Russland/Ukraine/NATO: Kriegsgefahr im Osten Europas

(Symbolbilder: pixbay; Montage: RedTD)
(Symbolbilder: pixbay; Montage: RedTD)

Russlandexperte Gerhard Mangott und Militärstratege Franz-Stefan Gady sprachen in der ZIB2 von der ernstzunehmenden Gefahr einer militärischen Eskalation an der russisch-ukrainischen Grenze.

Die Krisengespräche zwischen Russland und dem Westen in der letzten Woche führten zu keiner Entspannung im Ukraine-Konflikt. Auch der Besuch der deutschen Außenministerin Annalena Baerbock bei Russlands Außenminister Sergej Lawrow zeigte nur eines: Die Fronten sind verhärtet. Großbritannien möchte indes leichte Panzerabwehrwaffen an die Ukraine liefern, Russland verlegt Truppen nach Belarus – zum Teil nur 100 Kilometer entfernt von der ukrainischen Hauptstadt Kiew. Die Angst vor einer militärischen Eskalation wächst.

In der ZIB2 vom 18. Jänner 2022 kamen der Russlandexperte und Professor für internationale Beziehungen an der Universität Innsbruck, Gerhard Mangott, und der Militäranalyst Franz-Stefan Gady vom Institut für Strategische Studien London zu Wort. Laut ihren Einschätzungen könnte es bald zu einer militärische Eskalation in der Region kommen, da eine Verhandlungslösung zwischen dem Westen und Russland immer unwahrscheinlicher wird.

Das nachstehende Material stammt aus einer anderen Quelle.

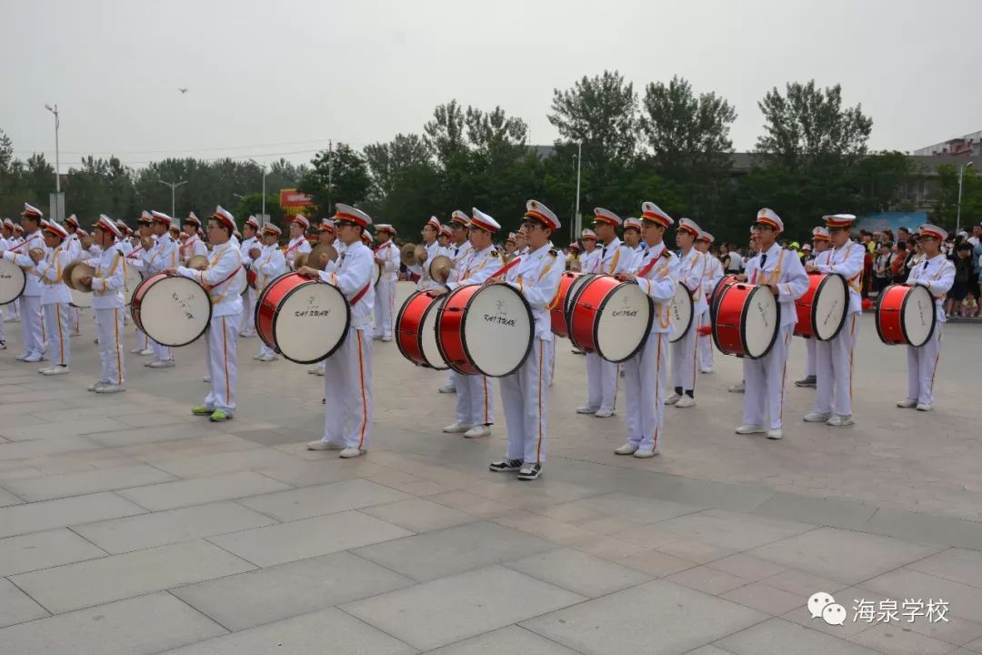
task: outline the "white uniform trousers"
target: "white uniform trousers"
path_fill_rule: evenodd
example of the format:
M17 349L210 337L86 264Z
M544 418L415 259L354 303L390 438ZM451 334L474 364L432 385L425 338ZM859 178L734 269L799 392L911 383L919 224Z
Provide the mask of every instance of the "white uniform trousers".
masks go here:
M367 450L371 437L371 328L350 329L324 360L325 444Z
M698 320L692 317L692 324L685 336L670 344L672 350L672 386L678 391L695 391L696 343L699 336Z
M72 360L71 327L68 302L51 302L44 305L44 324L51 345L51 365L68 366Z
M236 340L241 320L239 314L212 316L208 331L204 333L208 372L211 375L211 392L204 399L204 407L209 411L221 409L230 416L236 412L236 382L239 376Z
M375 336L392 338L392 311L396 305L396 283L375 286Z
M212 319L214 320L214 319ZM208 328L208 332L211 332L211 328ZM150 340L150 348L153 349L153 358L159 361L167 361L168 359L174 358L174 354L171 353L170 346L161 346L157 342Z
M907 398L924 405L934 403L934 376L941 359L944 323L935 323L934 332L920 348L907 346Z
M240 325L240 332L251 334L255 332L255 290L246 287L243 294L243 317Z
M785 412L788 349L794 325L778 330L771 352L759 359L743 358L743 424L781 429ZM766 417L770 423L765 424Z
M494 387L486 375L457 376L457 422L467 425L494 423Z
M552 348L549 349L550 355ZM552 363L549 364L550 371ZM596 353L586 354L586 406L591 409L614 411L617 406L618 364Z
M805 339L804 346L808 351L808 356L804 361L804 374L810 376L815 374L815 344L817 339Z
M652 332L637 355L623 364L627 443L643 451L660 453L662 450L668 344L667 333Z
M506 458L525 464L546 460L549 427L549 342L532 340L525 363L515 373L500 378L501 402L508 426Z
M99 332L99 360L102 373L99 382L123 384L123 316L122 307L95 310L95 327Z
M21 328L24 331L24 352L44 355L44 324L41 318L41 297L21 297Z
M699 314L699 327L709 325L709 308ZM695 325L692 326L695 329ZM698 333L696 348L699 351L699 368L713 367L713 335Z
M846 325L831 341L815 344L815 411L840 416L852 413L852 349L859 329L859 313L846 317Z

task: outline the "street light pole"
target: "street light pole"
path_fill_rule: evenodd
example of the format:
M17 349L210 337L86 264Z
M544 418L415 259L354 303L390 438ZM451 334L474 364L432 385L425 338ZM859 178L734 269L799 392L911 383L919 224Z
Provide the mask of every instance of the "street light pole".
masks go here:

Gerhard Mangott spricht von einer verfahrenen Situation. Die Forderungen seitens Russlands seien zahlreich (Ende der NATO-Osterweiterung, keine militärische Zusammenarbeit mit der Ukraine) und für Russland nicht verhandelbar – für den Westen aber inakzeptabel. Da Putin zuvor angedroht hatte, dass es bei einem Scheitern der Verhandlungen zu einer militärischen Antwort Russlands kommen würde, stehe er nun unter Zugzwang. Um seine Glaubwürdigkeit – nach innen und außen – nicht zu verlieren, sei es sehr wahrscheinlich, dass er auf militärische Eskalation setzt. Franz-Stefan Gady stimmt zu und prognostiziert, dass es bereits in den nächsten zwei Wochen zur größten russischen Bodenoffensive seit dem Ende des Zweiten Weltkrieges in Europa kommen könnte.

Zudem meint Gerhard Mangott, dass Russland die Forderungen an die NATO bewusst hochgesteckt habe, um ein Scheitern der Verhandlungen zu provozieren und so einen Vorwand bzw. eine Rechtfertigung für militärische Aktionen gegen die Ukraine zu haben. Ein mögliches, deeskalierendes Einlenken der NATO hält Franz-Stefan Gady für unrealistisch. Die NATO könne Russland nicht in der Form entgegenkommen, wie Putin sich das erwartet. Gleichzeitig fehle es dem westlichen Militärbündnis an Möglichkeiten in den Verhandlungen Druck auszuüben, da es seit Beginn eine militärische Intervention ausgeschlossen hatte. Sanktionen würden maximal längerfristig in diplomatischen Gesprächen Wirkung zeigen, aber zu keiner kurzfristigen Entspannung führen. Die Optionen des Westens seien also limitiert.

Wie könnte die Lage deeskaliert werden? Russland fordert in jedem Fall den garantierten Nicht-Beitritt der Ukraine zur NATO und das Ende jeglicher militärischer Zusammenarbeit zwischen der Ukraine und dem westlichen Militärbündnis. Hier könnte man laut Gerhard Mangott ein beschwichtigendes Zugeständnis machen. So könnte – zwar nicht die NATO – aber zumindest die USA erklären, dass eine Mitgliedschaft der Ukraine sehr lange nicht auf der Tagesordnung stehen würde und damit eine besänftigende Geste setzen. Gleichzeitig spricht er aber auch davon, dass Russland nun versuchen könnte, die Gebiete in der Ostukraine (die von Separatisten kontrolliert werden) auszudehnen. Auch eine „moderatere“ Form der Eskalation, wie einen Cyberangriff auf kritische Infrastruktur in der Ukraine, schließt er nicht aus.

Aufgrund der Spannungen und der geografischen Nähe zu Russland gibt es in Schweden und Finnland aktuell Überlegungen der NATO beizutreten. Franz-Stefan Gady hält einen kurzfristigen Beitritt der beiden Staaten für unrealistisch und nicht zwingend notwendig. Zum einen gibt es zwischen den beiden Staaten und der NATO bereits gute Zusammenarbeit und zum anderen sei der Beitrittsprozess langwierig.